Konfliktfelder: Wolf und Mensch, Nutztierhaltung


Das Hauptkonfliktfeld beim Wolf ist seine Interaktion mit Nutztieren und Menschen. Obwohl der Wolf den Menschen nicht als Beute betrachtet, kommt es immer wieder zu Berührungen, insbesondere bei neugierigen Jungwölfen. Preusse betont jedoch, dass in den letzten 24 Jahren in Deutschland keine aggressiven Zwischenfälle zwischen Wölfen und Menschen verzeichnet wurden. Für Landwirte stellen Wolfsrisse hingegen eine ernsthafte Herausforderung dar. „Nutztiere lassen sich durch Elektrozäune und Herdenschutzhunde effektiv schützen, doch das bedeutet für die Landwirte zusätzliche Kosten und Aufwand“, so Preusse.

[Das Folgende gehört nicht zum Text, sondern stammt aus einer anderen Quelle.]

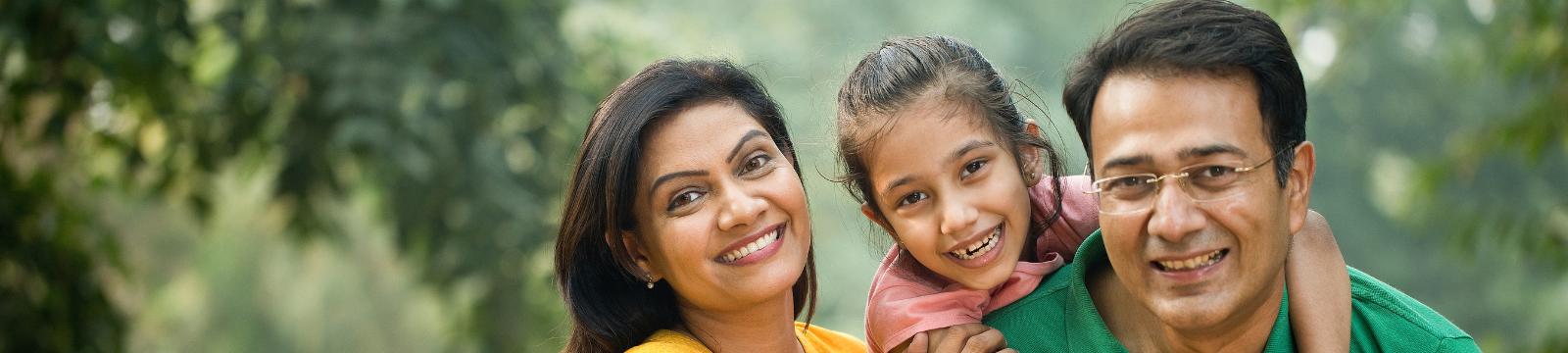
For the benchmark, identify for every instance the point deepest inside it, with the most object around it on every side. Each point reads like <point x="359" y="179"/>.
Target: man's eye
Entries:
<point x="1126" y="182"/>
<point x="972" y="167"/>
<point x="682" y="200"/>
<point x="1214" y="172"/>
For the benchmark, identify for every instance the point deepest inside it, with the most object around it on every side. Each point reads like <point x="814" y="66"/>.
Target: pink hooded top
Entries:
<point x="909" y="298"/>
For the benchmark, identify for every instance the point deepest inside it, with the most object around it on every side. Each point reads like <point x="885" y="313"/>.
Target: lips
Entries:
<point x="977" y="248"/>
<point x="747" y="250"/>
<point x="1191" y="263"/>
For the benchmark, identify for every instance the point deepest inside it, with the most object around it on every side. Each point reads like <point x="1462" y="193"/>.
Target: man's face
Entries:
<point x="1199" y="266"/>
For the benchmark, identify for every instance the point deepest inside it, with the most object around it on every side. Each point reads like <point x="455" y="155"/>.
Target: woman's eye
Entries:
<point x="682" y="200"/>
<point x="757" y="164"/>
<point x="972" y="167"/>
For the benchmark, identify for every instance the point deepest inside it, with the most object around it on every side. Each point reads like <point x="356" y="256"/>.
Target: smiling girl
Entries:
<point x="941" y="159"/>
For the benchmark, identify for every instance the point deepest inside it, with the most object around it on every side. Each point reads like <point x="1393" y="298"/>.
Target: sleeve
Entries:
<point x="1079" y="216"/>
<point x="908" y="298"/>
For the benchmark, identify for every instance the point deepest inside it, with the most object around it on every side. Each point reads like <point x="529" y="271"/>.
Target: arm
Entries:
<point x="1319" y="287"/>
<point x="968" y="337"/>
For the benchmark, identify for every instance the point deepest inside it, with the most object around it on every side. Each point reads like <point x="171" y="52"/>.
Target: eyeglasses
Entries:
<point x="1204" y="182"/>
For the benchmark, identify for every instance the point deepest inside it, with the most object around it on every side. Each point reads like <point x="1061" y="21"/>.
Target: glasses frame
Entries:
<point x="1180" y="179"/>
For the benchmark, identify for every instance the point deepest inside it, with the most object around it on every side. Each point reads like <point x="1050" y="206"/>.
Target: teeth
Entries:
<point x="979" y="248"/>
<point x="752" y="247"/>
<point x="1194" y="263"/>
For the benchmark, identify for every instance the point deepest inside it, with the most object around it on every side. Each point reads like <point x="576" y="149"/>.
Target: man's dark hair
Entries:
<point x="1207" y="38"/>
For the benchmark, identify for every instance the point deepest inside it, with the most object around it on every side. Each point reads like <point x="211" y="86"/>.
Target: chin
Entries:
<point x="1192" y="313"/>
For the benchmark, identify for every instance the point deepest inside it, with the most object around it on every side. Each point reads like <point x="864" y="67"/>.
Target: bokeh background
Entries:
<point x="388" y="175"/>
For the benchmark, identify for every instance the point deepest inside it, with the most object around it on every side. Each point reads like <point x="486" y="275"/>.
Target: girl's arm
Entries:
<point x="1319" y="287"/>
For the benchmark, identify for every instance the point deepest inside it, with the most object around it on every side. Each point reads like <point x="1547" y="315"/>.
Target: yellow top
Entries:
<point x="814" y="339"/>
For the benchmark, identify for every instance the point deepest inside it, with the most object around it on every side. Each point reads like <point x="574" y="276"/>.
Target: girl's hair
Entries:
<point x="906" y="70"/>
<point x="611" y="305"/>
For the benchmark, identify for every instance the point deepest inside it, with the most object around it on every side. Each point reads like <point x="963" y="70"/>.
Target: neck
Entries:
<point x="765" y="327"/>
<point x="1139" y="329"/>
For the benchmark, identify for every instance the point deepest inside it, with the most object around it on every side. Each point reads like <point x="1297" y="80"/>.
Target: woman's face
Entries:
<point x="951" y="192"/>
<point x="721" y="214"/>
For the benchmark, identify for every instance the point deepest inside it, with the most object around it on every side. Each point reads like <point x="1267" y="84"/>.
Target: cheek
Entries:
<point x="673" y="247"/>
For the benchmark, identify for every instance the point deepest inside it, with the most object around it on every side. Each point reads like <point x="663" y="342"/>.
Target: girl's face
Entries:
<point x="953" y="192"/>
<point x="721" y="214"/>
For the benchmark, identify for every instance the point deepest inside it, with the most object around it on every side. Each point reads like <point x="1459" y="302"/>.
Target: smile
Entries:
<point x="1194" y="263"/>
<point x="752" y="247"/>
<point x="979" y="248"/>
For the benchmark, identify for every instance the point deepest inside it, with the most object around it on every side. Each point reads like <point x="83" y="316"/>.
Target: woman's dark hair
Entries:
<point x="1204" y="38"/>
<point x="611" y="305"/>
<point x="906" y="70"/>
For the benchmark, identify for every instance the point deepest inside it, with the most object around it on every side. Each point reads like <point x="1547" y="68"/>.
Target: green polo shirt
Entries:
<point x="1058" y="316"/>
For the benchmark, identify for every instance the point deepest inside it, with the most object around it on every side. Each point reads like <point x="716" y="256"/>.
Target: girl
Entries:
<point x="686" y="224"/>
<point x="940" y="157"/>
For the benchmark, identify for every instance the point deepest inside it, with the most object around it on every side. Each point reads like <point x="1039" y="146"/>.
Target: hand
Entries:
<point x="964" y="337"/>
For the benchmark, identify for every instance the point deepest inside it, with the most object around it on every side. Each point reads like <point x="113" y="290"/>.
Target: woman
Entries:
<point x="686" y="225"/>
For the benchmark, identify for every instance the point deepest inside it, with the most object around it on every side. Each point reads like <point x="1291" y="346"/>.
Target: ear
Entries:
<point x="1032" y="169"/>
<point x="870" y="214"/>
<point x="639" y="255"/>
<point x="1298" y="185"/>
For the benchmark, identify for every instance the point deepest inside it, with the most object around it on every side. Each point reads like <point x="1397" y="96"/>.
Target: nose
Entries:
<point x="956" y="217"/>
<point x="739" y="209"/>
<point x="1175" y="214"/>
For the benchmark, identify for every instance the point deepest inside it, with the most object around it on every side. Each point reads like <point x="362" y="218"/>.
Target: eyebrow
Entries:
<point x="742" y="143"/>
<point x="1211" y="149"/>
<point x="1184" y="154"/>
<point x="956" y="154"/>
<point x="662" y="179"/>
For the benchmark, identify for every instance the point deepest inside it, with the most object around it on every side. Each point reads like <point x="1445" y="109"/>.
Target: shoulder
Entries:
<point x="665" y="341"/>
<point x="819" y="339"/>
<point x="1048" y="300"/>
<point x="1385" y="319"/>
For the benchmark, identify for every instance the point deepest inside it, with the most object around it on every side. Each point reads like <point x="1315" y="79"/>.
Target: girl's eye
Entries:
<point x="757" y="164"/>
<point x="972" y="167"/>
<point x="913" y="198"/>
<point x="682" y="200"/>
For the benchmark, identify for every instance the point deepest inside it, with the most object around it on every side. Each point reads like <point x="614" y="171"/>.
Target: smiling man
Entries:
<point x="1194" y="117"/>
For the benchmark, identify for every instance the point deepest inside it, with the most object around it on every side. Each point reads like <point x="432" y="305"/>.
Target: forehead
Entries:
<point x="705" y="133"/>
<point x="1139" y="115"/>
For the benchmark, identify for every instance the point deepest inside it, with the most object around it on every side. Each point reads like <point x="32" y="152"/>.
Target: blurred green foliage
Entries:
<point x="384" y="175"/>
<point x="417" y="130"/>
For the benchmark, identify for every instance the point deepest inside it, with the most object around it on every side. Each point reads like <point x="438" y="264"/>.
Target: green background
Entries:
<point x="386" y="176"/>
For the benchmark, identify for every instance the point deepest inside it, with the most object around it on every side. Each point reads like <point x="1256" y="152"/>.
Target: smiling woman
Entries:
<point x="686" y="227"/>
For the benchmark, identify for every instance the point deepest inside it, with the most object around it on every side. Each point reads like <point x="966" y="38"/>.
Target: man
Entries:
<point x="1194" y="118"/>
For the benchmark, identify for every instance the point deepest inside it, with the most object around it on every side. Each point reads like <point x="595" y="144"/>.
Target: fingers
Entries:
<point x="917" y="344"/>
<point x="969" y="337"/>
<point x="953" y="342"/>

Auch die Diskussion um „Wolfsentnahmen“, also den Abschuss von problematischen Wölfen, ist emotional aufgeladen. Preusse spricht sich für sachliche Diskussionen und gezielte Maßnahmen aus: „Es geht nicht um eine Bestandsreduktion, sondern um den gezielten Abschuss problematischer Wölfe, um Konflikte zu entschärfen.“



Koexistenz mit dem Wolf


Eines wird in dem Gespräch mit dem Wolfsexperten klar: Der Wolf ist weder das romantische Fabelwesen, das den Mond anheult, noch eine blutrünstige Bestie, die wahllos Tiere reißt. Er ist ein Wildtier mit einem natürlichen Konfliktpotenzial, das durch sachlichen Umgang und klare Maßnahmen gemindert werden kann. Preusse wünscht sich für die Zukunft vor allem eine Versachlichung der Diskussionen: „Der Wolf ist ein faszinierendes Wildtier. Wir müssen lernen, mit ihm zu leben und die Konflikte verantwortungsvoll zu lösen.“

Die Rückkehr des Wolfs sei eine Herausforderung, aber auch eine Chance für den Naturschutz. Die Frage, wie wir als Gesellschaft mit dem Wolf umgehen, wird uns auch in den kommenden Jahren beschäftigen.